Blockchain for Banking News

Applications for central bank tokenization Project Agorá close in 2 weeks

project agora tokenization unified ledger

Today the BIS unveiled the application process for private sector institutions to participate in Project Agorá. That’s the tokenization initiative for wholesale cross border payments involving seven central banks. Eligible applicants are financial institutions, including FMIs with accounts at the participating central banks, plus critical payment service providers. It’s a tight timeframe to make a decision, with applications closing on May 31 and the results announced in early August.

While Agorá is a public private partnership, it is the private sector that will fund the work through participation fees. A likely rationale is that the private sector founded Swift.

The initiative is the first to explore the BIS concept of a Unified Ledger seriously. It is coordinated by the BIS and the Institute of International Finance (IIF), although participants need not be IIF members. The seven central banks include Europe (France), Japan, Korea, Mexico, Switzerland, England and the U.S. represented by the New York Innovation Center (NYIC). In the case of the EU, the applicant needs an account with any Eurosystem central bank.
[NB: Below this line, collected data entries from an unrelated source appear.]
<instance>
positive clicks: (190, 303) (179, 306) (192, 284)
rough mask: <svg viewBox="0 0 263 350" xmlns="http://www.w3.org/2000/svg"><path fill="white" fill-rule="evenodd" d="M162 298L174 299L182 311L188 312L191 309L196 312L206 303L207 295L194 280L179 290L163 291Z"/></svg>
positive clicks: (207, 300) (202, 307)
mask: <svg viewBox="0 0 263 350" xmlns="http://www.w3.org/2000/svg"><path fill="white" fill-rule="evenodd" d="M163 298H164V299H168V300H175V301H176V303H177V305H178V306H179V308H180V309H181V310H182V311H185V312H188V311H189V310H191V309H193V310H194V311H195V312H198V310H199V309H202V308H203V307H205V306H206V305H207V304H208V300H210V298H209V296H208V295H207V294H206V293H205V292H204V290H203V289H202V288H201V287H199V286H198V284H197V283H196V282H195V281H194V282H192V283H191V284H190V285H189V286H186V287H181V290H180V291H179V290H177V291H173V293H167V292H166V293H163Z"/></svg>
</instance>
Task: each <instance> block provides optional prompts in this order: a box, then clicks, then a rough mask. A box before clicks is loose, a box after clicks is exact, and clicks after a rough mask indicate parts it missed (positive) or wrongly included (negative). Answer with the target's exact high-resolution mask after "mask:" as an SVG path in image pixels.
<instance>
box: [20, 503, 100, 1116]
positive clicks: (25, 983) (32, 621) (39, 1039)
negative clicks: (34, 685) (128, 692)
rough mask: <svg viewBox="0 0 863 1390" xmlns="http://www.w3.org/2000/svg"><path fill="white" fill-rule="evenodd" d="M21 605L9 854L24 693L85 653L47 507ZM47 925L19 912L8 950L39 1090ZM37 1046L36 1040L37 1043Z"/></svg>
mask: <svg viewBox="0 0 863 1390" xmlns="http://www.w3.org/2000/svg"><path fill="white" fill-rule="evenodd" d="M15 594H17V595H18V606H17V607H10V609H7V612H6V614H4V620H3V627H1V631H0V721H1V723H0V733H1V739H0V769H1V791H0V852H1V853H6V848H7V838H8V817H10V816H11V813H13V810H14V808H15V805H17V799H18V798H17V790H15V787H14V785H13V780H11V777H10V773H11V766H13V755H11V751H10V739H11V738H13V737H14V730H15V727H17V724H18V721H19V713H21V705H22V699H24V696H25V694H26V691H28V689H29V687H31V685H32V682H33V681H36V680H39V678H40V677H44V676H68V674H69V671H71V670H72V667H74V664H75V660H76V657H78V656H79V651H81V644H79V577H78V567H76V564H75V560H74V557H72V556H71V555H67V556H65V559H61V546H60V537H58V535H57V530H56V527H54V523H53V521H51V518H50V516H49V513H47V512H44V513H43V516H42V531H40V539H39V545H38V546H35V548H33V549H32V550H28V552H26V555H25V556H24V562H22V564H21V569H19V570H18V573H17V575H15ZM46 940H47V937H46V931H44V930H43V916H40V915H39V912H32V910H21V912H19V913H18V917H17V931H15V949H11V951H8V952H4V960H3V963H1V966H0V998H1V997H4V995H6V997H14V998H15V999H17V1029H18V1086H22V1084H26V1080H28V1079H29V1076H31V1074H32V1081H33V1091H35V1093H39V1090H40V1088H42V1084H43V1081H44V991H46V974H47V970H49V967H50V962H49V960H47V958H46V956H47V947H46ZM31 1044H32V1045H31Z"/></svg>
Agorá will explore the use of tokenized deposits and tokenized central bank money for cross border payments using smart contracts. Four workstreams include business requirements, technology, legal and communications.

Applicants will be assessed based on their footprint in global payments and domestically, expertise in innovation projects, and the experience of the executives who will represent the institution. However, there is a desire to ensure a diverse group of participants.

Agorá isn’t just a PoC

The application form emphasizes that Agorá is not purely a proof of concept (PoC), with the intent to progress it beyond that stage. However, it’s also described as an experimental research project.

Several of the relevant institutions are already participating in initiatives that cross over with Agorá. For example, there’s a Regulated Liability Network project in the UK, a Regulated Settlement Network initiative in the United States and the EU started its wholesale DLT settlement trials this week. Nonetheless, given the involvement of seven central banks, there’s likely to be plenty of candidates.